Published January 20, 2016
Scared of debt? Don’t be, says Progressive Labour Party MP Zane DeSilva.
“Good debt” can help people attain the dream of home ownership, he added.
His comments came yesterday evening as he coached the community in matters of personal finance.
More than 30 people attended the public meeting at the Heron Bay Primary School to discuss the topic “Personal Finances and Home Ownership”.
Mr DeSilva said in his invitation: “Many Bermudians consider home ownership to be an unobtainable goal but with commitment and careful management of personal finances it’s possible to achieve their dreams.”
After an interview on the Sherri J show on Magic 102.7FM, Mr DeSilva said this was something he had wanted to do for a long time and that he regularly speaks to people on the matter.
He told The Royal Gazette: “Sometimes it’s not an easy conversation because I have to lay it on the line about what one must do if they have goals in life.”
Dispelling any perceptions of himself as a “silver spoon guy”, he offered his personal success story and attempted to give step- by-step advice to those hoping to meet their goals, whatever their economic circumstance.
“Unless you have an inheritance, you’re going to have to make some decisions early,” he said.
“Not everybody wants to hear about the sacrifices you have to make.
“We know that for some people that may not be possible at this point in time. But I’m ever the optimist. I came from nothing and had to work five jobs just to pay my electricity. One has to be very determined and do jobs they may not like and make sacrifices that others don’t have to make.

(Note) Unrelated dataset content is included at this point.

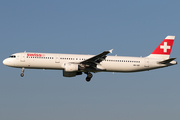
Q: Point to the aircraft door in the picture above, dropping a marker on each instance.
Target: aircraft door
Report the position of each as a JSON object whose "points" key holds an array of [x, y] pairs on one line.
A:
{"points": [[146, 62], [22, 57], [57, 59]]}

“But if you have a goal in life, it can still be done.”
Mr DeSilva said to his audience: “I’ve never been afraid of debt. I say this in the house all the time. I’m not afraid of debt. I’m not afraid of debt at all. Good debt.”
The business owner maintained there was a difference between the two.
He said: “We spent $95 million building Dame Lois Browne Evans building. But you know what that saves the Government a year? $10 million. In nine years it’s paid for.
“After that, Government’s going to save $10 million a year,” he added.
He stressed that he did not advocate purchases made by credit card when you continually find yourself at a deficit at the end of each month.
An audience member asked him to apply his experience to “today’s standards”, saying that when hopeful homeowners begin negotiations they are often met with “impossible” rates imposed by the bank. She asked: “How can we manage ourselves accordingly?”
Mr DeSilva said banks needed to “ease up”. Referring to the bank bailout of 2008, he said that the Bermudian people should not have to suffer for the banks’ mistakes.
“When we get back in the House in February, this issue is coming up,” he said.
“I’m going to put a little pressure on. I don’t want to get too political but Bob Richards, the finance minister, has said several times that he’s going to be talking to the banks about helping people.
“Well, let’s get on with it because we have too many of our Bermudian people that are right on the cusp of buying their own place but can’t get it.
“The banks have got to be a little more flexible.”